Solution: Offloading jobs to another AEM instance. You can offload entire workflows or just a few heavy steps by connecting processing instance to the primary author instances via DAM proxy workers. The primary author instance thereby remains free to serve other users. DAM proxy workers are in charge of supervising remote tasks, gathering the results, and feeding them to the local workflow execution.
Scenario 2: High Volume
Instances where database of few million products that have 12,000 modifications per day. The repository becomes the bottleneck in such sceanrios. While writes are happening, reads are blocked for consistency purposes.
Solution: To prevent this situation, segregate the import process on a dedicated author instance with its own repository.

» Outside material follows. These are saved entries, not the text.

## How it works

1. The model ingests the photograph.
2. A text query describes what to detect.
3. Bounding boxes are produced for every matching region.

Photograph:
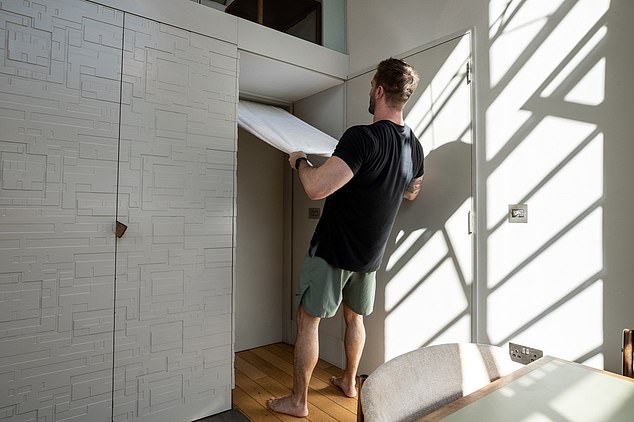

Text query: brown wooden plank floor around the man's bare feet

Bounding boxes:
[233,343,357,422]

At completion, replicate a full delta to the author environment, with chained replication to the publish environment, if necessary. Use a reserved replication queue to avoid delaying important editorial changes from publication.
Scenario 3: Large DAM repositories. Huge repositories, such as over 7 million assets, 20 million nodes, and 15TB disk size. This impacts the instance performance.
Solution: Split the persistent store and the data store (optimized for handling large binaries). The persistent store requires very low latency I/O, hence local storage works best. For the data store, a higher latency is acceptable.
Scenario 4: Many Concurrent Authors can impact the performance and the processing.
Solution: Concurrent authors are users who are actively working on the system. Logged-in but inactive authors do not place additional load on the system. Operations like editing, upload assets, trigger workflows CPU, memory, search and download assets, modify metadata. Forming a cluster of author instances with a dispatcher in front helps distribute the CPU load evenly. With a large number of authors in active production, it is recommended to spin off each project into a separate author instance or environment in which the work in progress takes place. This technique is named content partitioning.